Got a call from a friend yesterday. He had some problems with his network which essentially revolved around Active Directory being messed up. The exact details are a little unclear, but the long and short of it was that around a week back, their main DC had some hardware problems so they resolved it by transferring the system over to Hyper-V (not sure how they did this either). The AD problems continued and they dug deeper. Along the way (and I don’t know where/when) they decided to DCPromo two of their non virtualised DC’s down to member servers (one of them was their exchange server). Problems persisted. I was asked to look into it some more and found a few things. Netdiag was reporting all kinds of problems with DNS (which was AD integrated), and in the event logs for Directory Service we found just one error which suggested that they were in a USN Rollback scenario. USN Rollback scenarios are discussed here http://support.microsoft.com/?kbid=875495 .
The USN is an internal number that allows domain controllers to track where they are at with respect to replication of Active Directory information. If a DC detects that it has rolled back then it will stop replicating information to other DC’s.

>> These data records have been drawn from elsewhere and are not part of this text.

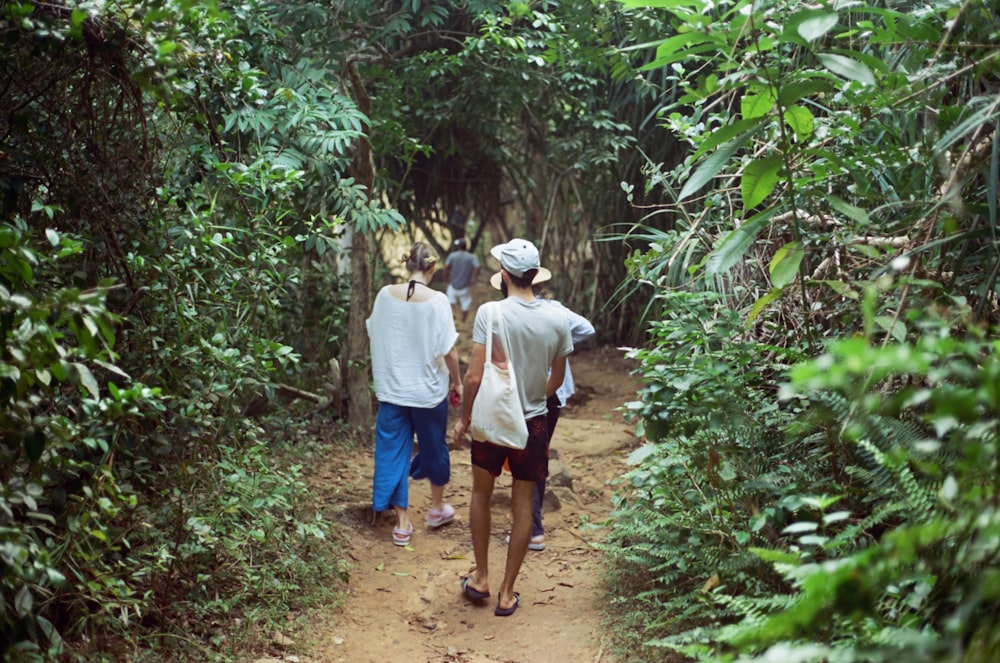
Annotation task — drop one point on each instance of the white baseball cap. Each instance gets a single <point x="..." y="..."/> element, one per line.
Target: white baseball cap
<point x="517" y="256"/>
<point x="542" y="276"/>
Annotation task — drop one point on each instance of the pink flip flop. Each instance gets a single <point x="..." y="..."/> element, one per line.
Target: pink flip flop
<point x="400" y="536"/>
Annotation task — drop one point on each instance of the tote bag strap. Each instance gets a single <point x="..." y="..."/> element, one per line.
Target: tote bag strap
<point x="502" y="331"/>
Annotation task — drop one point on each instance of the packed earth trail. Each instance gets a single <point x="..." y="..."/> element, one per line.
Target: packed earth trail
<point x="406" y="604"/>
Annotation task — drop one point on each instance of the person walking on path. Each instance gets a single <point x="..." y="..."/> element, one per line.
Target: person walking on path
<point x="414" y="361"/>
<point x="538" y="339"/>
<point x="460" y="271"/>
<point x="580" y="329"/>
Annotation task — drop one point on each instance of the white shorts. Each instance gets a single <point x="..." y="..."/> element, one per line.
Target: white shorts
<point x="461" y="296"/>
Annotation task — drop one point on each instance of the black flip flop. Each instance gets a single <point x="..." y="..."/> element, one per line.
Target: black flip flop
<point x="471" y="592"/>
<point x="507" y="612"/>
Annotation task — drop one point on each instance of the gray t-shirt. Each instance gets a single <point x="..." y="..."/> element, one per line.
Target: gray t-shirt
<point x="537" y="334"/>
<point x="461" y="264"/>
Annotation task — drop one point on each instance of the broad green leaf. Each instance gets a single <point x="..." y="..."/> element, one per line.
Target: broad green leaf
<point x="785" y="264"/>
<point x="666" y="4"/>
<point x="803" y="526"/>
<point x="34" y="444"/>
<point x="734" y="245"/>
<point x="791" y="93"/>
<point x="850" y="211"/>
<point x="770" y="296"/>
<point x="738" y="131"/>
<point x="87" y="379"/>
<point x="893" y="326"/>
<point x="711" y="166"/>
<point x="757" y="105"/>
<point x="846" y="67"/>
<point x="801" y="120"/>
<point x="813" y="25"/>
<point x="759" y="179"/>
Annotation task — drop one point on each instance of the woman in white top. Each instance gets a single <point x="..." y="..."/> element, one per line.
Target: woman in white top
<point x="414" y="361"/>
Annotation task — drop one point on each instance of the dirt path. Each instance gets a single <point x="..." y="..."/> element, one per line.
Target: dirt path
<point x="405" y="604"/>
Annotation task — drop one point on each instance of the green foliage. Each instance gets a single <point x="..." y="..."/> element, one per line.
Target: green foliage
<point x="827" y="213"/>
<point x="159" y="204"/>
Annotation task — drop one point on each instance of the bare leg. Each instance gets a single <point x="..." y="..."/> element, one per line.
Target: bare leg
<point x="437" y="497"/>
<point x="522" y="497"/>
<point x="479" y="524"/>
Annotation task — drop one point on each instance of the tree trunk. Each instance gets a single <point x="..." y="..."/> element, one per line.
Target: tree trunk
<point x="355" y="367"/>
<point x="356" y="371"/>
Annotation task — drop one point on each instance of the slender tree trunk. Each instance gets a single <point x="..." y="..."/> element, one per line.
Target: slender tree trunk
<point x="355" y="369"/>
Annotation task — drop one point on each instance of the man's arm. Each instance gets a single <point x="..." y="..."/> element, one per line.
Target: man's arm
<point x="556" y="375"/>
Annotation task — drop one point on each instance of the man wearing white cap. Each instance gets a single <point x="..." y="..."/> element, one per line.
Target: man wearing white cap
<point x="539" y="339"/>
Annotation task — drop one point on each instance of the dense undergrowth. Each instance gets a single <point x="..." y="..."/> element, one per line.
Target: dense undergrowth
<point x="821" y="382"/>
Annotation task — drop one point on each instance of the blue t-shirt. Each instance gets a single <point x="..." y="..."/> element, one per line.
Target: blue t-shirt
<point x="461" y="265"/>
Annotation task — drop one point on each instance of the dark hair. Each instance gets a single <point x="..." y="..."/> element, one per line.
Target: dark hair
<point x="523" y="281"/>
<point x="420" y="258"/>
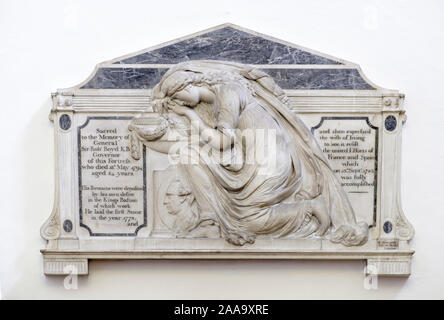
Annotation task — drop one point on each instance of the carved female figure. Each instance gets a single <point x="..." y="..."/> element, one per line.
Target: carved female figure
<point x="290" y="191"/>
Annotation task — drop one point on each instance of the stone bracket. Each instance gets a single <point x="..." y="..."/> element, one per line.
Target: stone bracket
<point x="381" y="263"/>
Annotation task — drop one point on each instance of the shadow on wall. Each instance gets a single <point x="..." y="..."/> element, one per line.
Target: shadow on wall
<point x="182" y="279"/>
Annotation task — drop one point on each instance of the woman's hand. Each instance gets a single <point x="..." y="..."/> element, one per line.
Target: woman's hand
<point x="178" y="109"/>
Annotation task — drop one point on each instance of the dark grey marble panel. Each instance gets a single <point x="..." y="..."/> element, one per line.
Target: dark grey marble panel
<point x="125" y="78"/>
<point x="319" y="79"/>
<point x="228" y="44"/>
<point x="304" y="79"/>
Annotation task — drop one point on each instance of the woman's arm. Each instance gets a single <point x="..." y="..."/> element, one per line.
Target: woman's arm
<point x="217" y="139"/>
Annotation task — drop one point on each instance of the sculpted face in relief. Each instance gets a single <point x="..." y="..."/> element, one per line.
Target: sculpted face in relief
<point x="249" y="168"/>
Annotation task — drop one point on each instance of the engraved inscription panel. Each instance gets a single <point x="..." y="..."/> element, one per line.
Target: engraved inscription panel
<point x="112" y="186"/>
<point x="350" y="145"/>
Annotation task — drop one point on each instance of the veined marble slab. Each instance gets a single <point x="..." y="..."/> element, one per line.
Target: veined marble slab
<point x="327" y="186"/>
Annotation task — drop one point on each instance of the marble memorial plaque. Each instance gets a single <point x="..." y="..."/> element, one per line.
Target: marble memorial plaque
<point x="227" y="144"/>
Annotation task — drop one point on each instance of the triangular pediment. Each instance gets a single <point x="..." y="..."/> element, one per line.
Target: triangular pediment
<point x="292" y="67"/>
<point x="229" y="43"/>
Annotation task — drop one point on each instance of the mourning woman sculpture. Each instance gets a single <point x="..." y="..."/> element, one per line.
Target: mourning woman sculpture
<point x="290" y="191"/>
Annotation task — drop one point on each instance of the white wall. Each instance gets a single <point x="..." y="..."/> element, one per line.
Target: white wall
<point x="47" y="45"/>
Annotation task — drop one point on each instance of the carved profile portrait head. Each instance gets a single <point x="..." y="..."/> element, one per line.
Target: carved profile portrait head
<point x="178" y="197"/>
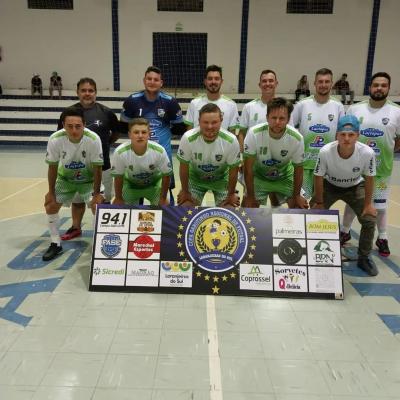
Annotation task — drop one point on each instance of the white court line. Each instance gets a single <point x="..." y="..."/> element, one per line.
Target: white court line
<point x="214" y="361"/>
<point x="23" y="190"/>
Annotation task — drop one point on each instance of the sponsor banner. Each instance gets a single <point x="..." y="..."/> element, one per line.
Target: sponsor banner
<point x="146" y="221"/>
<point x="290" y="251"/>
<point x="142" y="273"/>
<point x="288" y="225"/>
<point x="322" y="226"/>
<point x="113" y="220"/>
<point x="109" y="272"/>
<point x="176" y="273"/>
<point x="324" y="252"/>
<point x="144" y="247"/>
<point x="325" y="280"/>
<point x="256" y="277"/>
<point x="290" y="278"/>
<point x="111" y="245"/>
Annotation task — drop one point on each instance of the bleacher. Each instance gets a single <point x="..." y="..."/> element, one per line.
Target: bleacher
<point x="27" y="120"/>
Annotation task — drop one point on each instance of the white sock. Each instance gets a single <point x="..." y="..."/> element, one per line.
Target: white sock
<point x="381" y="222"/>
<point x="348" y="218"/>
<point x="52" y="222"/>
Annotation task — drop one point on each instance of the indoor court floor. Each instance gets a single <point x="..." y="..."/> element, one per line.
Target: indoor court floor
<point x="59" y="341"/>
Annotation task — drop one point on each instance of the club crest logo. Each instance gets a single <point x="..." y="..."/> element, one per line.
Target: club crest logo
<point x="216" y="239"/>
<point x="111" y="245"/>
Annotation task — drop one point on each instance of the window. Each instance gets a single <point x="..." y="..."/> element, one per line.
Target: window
<point x="180" y="5"/>
<point x="51" y="4"/>
<point x="310" y="6"/>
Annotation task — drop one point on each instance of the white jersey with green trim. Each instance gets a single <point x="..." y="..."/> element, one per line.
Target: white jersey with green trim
<point x="209" y="161"/>
<point x="317" y="122"/>
<point x="379" y="127"/>
<point x="141" y="170"/>
<point x="345" y="172"/>
<point x="230" y="115"/>
<point x="253" y="113"/>
<point x="75" y="160"/>
<point x="274" y="158"/>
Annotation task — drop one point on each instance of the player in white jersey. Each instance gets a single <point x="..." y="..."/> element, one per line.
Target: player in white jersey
<point x="213" y="82"/>
<point x="273" y="154"/>
<point x="380" y="129"/>
<point x="316" y="118"/>
<point x="75" y="159"/>
<point x="345" y="171"/>
<point x="141" y="168"/>
<point x="209" y="160"/>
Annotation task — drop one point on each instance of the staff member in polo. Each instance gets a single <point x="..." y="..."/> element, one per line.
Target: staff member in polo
<point x="345" y="171"/>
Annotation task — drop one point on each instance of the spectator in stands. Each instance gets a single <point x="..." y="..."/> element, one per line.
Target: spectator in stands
<point x="55" y="84"/>
<point x="342" y="87"/>
<point x="302" y="88"/>
<point x="36" y="85"/>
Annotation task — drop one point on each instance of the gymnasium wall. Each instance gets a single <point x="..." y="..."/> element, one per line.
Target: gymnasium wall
<point x="79" y="42"/>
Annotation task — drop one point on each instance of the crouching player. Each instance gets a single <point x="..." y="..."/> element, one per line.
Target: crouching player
<point x="75" y="157"/>
<point x="141" y="168"/>
<point x="209" y="160"/>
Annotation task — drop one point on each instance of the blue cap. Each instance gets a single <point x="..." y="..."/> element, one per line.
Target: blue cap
<point x="348" y="123"/>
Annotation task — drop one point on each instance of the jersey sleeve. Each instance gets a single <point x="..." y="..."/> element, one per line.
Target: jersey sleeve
<point x="184" y="154"/>
<point x="250" y="145"/>
<point x="189" y="117"/>
<point x="52" y="154"/>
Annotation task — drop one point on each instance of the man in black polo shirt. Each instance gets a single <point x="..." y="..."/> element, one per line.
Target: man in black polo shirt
<point x="104" y="122"/>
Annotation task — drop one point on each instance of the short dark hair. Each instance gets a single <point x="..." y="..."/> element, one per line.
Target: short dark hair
<point x="267" y="71"/>
<point x="213" y="68"/>
<point x="153" y="68"/>
<point x="88" y="80"/>
<point x="210" y="108"/>
<point x="72" y="112"/>
<point x="138" y="121"/>
<point x="280" y="102"/>
<point x="381" y="75"/>
<point x="324" y="71"/>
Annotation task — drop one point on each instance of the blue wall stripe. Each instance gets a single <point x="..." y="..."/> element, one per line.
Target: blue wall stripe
<point x="372" y="45"/>
<point x="243" y="45"/>
<point x="115" y="40"/>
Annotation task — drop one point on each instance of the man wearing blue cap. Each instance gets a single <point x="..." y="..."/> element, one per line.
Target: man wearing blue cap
<point x="345" y="171"/>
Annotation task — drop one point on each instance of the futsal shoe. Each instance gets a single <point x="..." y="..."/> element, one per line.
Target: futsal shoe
<point x="71" y="233"/>
<point x="52" y="252"/>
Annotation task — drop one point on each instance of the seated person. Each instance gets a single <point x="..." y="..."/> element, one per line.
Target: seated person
<point x="36" y="85"/>
<point x="209" y="159"/>
<point x="75" y="157"/>
<point x="302" y="88"/>
<point x="345" y="171"/>
<point x="141" y="168"/>
<point x="55" y="84"/>
<point x="273" y="159"/>
<point x="342" y="87"/>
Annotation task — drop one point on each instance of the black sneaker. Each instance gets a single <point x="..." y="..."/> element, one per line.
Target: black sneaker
<point x="344" y="237"/>
<point x="383" y="247"/>
<point x="367" y="265"/>
<point x="52" y="252"/>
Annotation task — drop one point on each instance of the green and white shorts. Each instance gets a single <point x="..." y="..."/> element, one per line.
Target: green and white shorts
<point x="131" y="195"/>
<point x="72" y="192"/>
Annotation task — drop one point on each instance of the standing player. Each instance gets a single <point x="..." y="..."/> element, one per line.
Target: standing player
<point x="101" y="120"/>
<point x="75" y="157"/>
<point x="141" y="168"/>
<point x="345" y="171"/>
<point x="209" y="160"/>
<point x="161" y="110"/>
<point x="379" y="129"/>
<point x="316" y="118"/>
<point x="255" y="112"/>
<point x="273" y="159"/>
<point x="213" y="82"/>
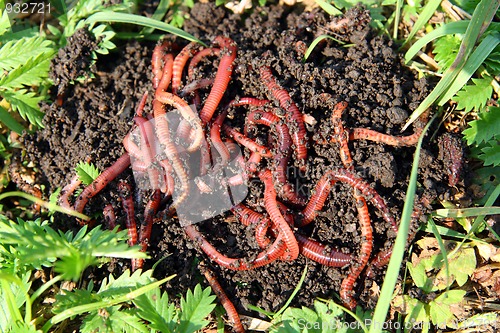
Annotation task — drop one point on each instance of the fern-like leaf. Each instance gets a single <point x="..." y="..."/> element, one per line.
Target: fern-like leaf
<point x="474" y="96"/>
<point x="195" y="308"/>
<point x="485" y="128"/>
<point x="31" y="73"/>
<point x="445" y="50"/>
<point x="26" y="103"/>
<point x="155" y="308"/>
<point x="17" y="52"/>
<point x="87" y="172"/>
<point x="113" y="320"/>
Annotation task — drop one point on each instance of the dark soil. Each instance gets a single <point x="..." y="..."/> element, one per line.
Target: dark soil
<point x="95" y="116"/>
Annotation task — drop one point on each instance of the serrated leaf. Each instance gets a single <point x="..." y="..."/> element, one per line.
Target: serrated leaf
<point x="155" y="308"/>
<point x="32" y="73"/>
<point x="439" y="308"/>
<point x="445" y="50"/>
<point x="16" y="53"/>
<point x="485" y="128"/>
<point x="195" y="308"/>
<point x="26" y="104"/>
<point x="112" y="320"/>
<point x="474" y="96"/>
<point x="87" y="172"/>
<point x="491" y="153"/>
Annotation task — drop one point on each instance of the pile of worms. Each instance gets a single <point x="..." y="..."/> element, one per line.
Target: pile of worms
<point x="160" y="151"/>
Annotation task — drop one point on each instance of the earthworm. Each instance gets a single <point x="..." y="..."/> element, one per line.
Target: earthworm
<point x="100" y="182"/>
<point x="109" y="216"/>
<point x="172" y="155"/>
<point x="167" y="72"/>
<point x="265" y="257"/>
<point x="222" y="78"/>
<point x="275" y="215"/>
<point x="156" y="65"/>
<point x="252" y="101"/>
<point x="224" y="300"/>
<point x="195" y="85"/>
<point x="147" y="224"/>
<point x="186" y="112"/>
<point x="282" y="155"/>
<point x="68" y="190"/>
<point x="244" y="141"/>
<point x="398" y="141"/>
<point x="199" y="56"/>
<point x="322" y="254"/>
<point x="452" y="154"/>
<point x="179" y="63"/>
<point x="216" y="139"/>
<point x="128" y="206"/>
<point x="293" y="116"/>
<point x="347" y="286"/>
<point x="341" y="135"/>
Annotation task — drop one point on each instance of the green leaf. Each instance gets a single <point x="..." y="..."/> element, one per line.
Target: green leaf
<point x="491" y="153"/>
<point x="440" y="310"/>
<point x="112" y="320"/>
<point x="107" y="16"/>
<point x="16" y="53"/>
<point x="26" y="104"/>
<point x="474" y="96"/>
<point x="31" y="73"/>
<point x="87" y="172"/>
<point x="195" y="308"/>
<point x="485" y="128"/>
<point x="445" y="51"/>
<point x="155" y="308"/>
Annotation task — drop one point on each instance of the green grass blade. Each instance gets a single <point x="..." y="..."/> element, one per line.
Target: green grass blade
<point x="481" y="18"/>
<point x="465" y="212"/>
<point x="10" y="122"/>
<point x="108" y="16"/>
<point x="315" y="42"/>
<point x="423" y="18"/>
<point x="159" y="14"/>
<point x="295" y="291"/>
<point x="49" y="205"/>
<point x="81" y="309"/>
<point x="392" y="274"/>
<point x="476" y="59"/>
<point x="327" y="7"/>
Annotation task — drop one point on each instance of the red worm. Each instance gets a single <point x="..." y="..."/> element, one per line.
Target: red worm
<point x="128" y="206"/>
<point x="147" y="224"/>
<point x="322" y="254"/>
<point x="179" y="63"/>
<point x="341" y="135"/>
<point x="222" y="78"/>
<point x="109" y="216"/>
<point x="199" y="56"/>
<point x="100" y="182"/>
<point x="272" y="208"/>
<point x="282" y="156"/>
<point x="186" y="112"/>
<point x="216" y="139"/>
<point x="224" y="300"/>
<point x="265" y="257"/>
<point x="244" y="141"/>
<point x="174" y="160"/>
<point x="68" y="190"/>
<point x="346" y="289"/>
<point x="398" y="141"/>
<point x="293" y="116"/>
<point x="166" y="77"/>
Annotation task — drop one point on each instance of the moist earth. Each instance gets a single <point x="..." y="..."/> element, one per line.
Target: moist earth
<point x="93" y="112"/>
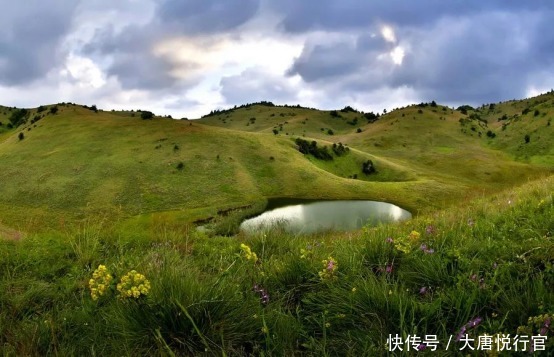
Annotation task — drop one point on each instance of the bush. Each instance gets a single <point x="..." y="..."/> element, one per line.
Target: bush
<point x="308" y="148"/>
<point x="368" y="167"/>
<point x="371" y="117"/>
<point x="19" y="117"/>
<point x="146" y="115"/>
<point x="490" y="134"/>
<point x="340" y="149"/>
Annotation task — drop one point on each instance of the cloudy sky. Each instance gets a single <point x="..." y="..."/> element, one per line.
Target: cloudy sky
<point x="187" y="57"/>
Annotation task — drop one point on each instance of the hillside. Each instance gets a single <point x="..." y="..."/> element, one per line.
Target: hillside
<point x="74" y="161"/>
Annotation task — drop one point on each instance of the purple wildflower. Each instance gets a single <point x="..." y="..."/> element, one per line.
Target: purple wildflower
<point x="471" y="324"/>
<point x="426" y="249"/>
<point x="430" y="230"/>
<point x="546" y="326"/>
<point x="264" y="296"/>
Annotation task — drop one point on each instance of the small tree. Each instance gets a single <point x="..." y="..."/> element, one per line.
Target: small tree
<point x="146" y="115"/>
<point x="368" y="167"/>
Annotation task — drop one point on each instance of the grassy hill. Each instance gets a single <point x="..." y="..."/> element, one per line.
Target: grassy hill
<point x="88" y="198"/>
<point x="74" y="161"/>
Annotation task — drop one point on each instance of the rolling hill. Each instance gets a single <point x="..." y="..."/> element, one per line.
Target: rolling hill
<point x="69" y="161"/>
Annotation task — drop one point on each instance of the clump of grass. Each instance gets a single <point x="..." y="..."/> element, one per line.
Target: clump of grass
<point x="484" y="267"/>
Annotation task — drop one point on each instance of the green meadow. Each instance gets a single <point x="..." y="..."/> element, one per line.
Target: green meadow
<point x="100" y="252"/>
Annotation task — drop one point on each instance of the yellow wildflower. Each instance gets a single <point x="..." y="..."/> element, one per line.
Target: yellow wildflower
<point x="248" y="253"/>
<point x="133" y="285"/>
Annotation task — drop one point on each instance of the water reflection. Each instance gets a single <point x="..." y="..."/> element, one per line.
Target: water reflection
<point x="326" y="215"/>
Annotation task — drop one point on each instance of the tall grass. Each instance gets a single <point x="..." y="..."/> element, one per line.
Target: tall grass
<point x="491" y="259"/>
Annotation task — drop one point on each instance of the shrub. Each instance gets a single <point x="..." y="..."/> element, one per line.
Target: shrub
<point x="146" y="115"/>
<point x="19" y="117"/>
<point x="308" y="148"/>
<point x="368" y="167"/>
<point x="348" y="109"/>
<point x="371" y="117"/>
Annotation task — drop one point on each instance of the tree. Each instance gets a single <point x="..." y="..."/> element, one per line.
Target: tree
<point x="146" y="115"/>
<point x="368" y="167"/>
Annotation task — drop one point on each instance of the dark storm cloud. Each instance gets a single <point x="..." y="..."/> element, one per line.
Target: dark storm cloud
<point x="134" y="63"/>
<point x="254" y="86"/>
<point x="301" y="16"/>
<point x="485" y="56"/>
<point x="206" y="16"/>
<point x="32" y="32"/>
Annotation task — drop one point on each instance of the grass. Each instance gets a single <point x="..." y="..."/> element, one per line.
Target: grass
<point x="86" y="188"/>
<point x="492" y="259"/>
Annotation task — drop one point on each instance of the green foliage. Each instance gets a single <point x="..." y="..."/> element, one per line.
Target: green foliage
<point x="311" y="148"/>
<point x="368" y="167"/>
<point x="146" y="115"/>
<point x="18" y="117"/>
<point x="323" y="294"/>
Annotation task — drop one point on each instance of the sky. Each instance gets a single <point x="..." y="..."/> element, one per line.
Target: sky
<point x="187" y="57"/>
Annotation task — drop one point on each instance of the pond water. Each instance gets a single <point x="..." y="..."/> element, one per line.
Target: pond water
<point x="305" y="216"/>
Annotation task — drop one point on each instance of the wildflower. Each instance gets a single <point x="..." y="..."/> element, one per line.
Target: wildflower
<point x="469" y="325"/>
<point x="101" y="280"/>
<point x="426" y="250"/>
<point x="414" y="235"/>
<point x="330" y="266"/>
<point x="430" y="230"/>
<point x="133" y="285"/>
<point x="248" y="253"/>
<point x="264" y="296"/>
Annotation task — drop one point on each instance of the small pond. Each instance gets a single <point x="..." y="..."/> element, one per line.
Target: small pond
<point x="303" y="216"/>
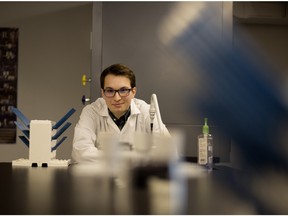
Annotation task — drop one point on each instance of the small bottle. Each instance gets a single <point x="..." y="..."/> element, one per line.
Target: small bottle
<point x="205" y="147"/>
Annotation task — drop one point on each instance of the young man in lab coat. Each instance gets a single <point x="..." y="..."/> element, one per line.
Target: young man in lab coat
<point x="117" y="112"/>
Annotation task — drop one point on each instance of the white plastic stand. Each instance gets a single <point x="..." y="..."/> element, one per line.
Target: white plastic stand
<point x="40" y="149"/>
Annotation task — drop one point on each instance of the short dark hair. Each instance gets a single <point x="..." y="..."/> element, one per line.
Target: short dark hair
<point x="118" y="70"/>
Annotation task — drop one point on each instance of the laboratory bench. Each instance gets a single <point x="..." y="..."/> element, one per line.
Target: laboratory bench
<point x="64" y="190"/>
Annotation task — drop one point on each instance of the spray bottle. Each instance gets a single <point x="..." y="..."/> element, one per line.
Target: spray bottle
<point x="205" y="147"/>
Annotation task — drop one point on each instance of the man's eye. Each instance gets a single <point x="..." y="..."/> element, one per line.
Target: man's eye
<point x="110" y="91"/>
<point x="123" y="90"/>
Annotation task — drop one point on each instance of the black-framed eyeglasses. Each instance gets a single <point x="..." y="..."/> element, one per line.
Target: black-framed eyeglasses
<point x="123" y="92"/>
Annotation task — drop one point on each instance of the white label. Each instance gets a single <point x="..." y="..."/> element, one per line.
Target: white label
<point x="202" y="151"/>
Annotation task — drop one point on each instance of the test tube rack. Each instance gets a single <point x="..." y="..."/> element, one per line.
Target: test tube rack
<point x="40" y="136"/>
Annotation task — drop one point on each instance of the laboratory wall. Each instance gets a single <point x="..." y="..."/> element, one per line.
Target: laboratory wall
<point x="54" y="52"/>
<point x="133" y="34"/>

It will also put the NETLOGON service into a paused state. It does this to protect the rest of the network. Ok so my friend being a developer (and having a couple of developers with him) saw the NETLOGON service was paused, so what did they do? They wrote a script to restart the NETLOGON service so it would not pause. Sheesh – NEVER LET A DEVELOPER RUN YOUR NETWORK.
Ok – so the way to fix a USN Rollback is to dcpromo the affected server down and then back up to a domain controller OR restore a system state backup. Only problem was that this was there last DC, and I was uncertain of the last system state backup. It turned out that it was only done AFTER they moved the virtualised DC from physical into virtual. Ouch. Digging deeper it follows that they did some form if image backup on the physical system while it was live – unsure of what tool was used, but doing something like this is NEVER a good idea in a multiple domain controller environment.
It’s now a few days since I started writing this blog post and my friend has had to accept defeat. He finally bit the bullet and called MS for support – their only responses were as above – restore the AD from backup… which he didn’t have a good backup of at all. He had to accept that he needed to rebuild his entire domain from scratch.
What caused it? Well I suspect that the way he moved the physical DC into a virtualised environment was the start of the problems. Not ensuring he had good / tested backups along the way was also part of the problem. Not calling on experienced resources early in the piece was a big problem too.
Long story short – Microsoft have said that they don’t support imaging of DCs live – there are reasons behind that – DON’T DO IT. If you are out of your depth – CALL FOR HELP. Backups are useful… during a problem situation you can NEVER have too many of them.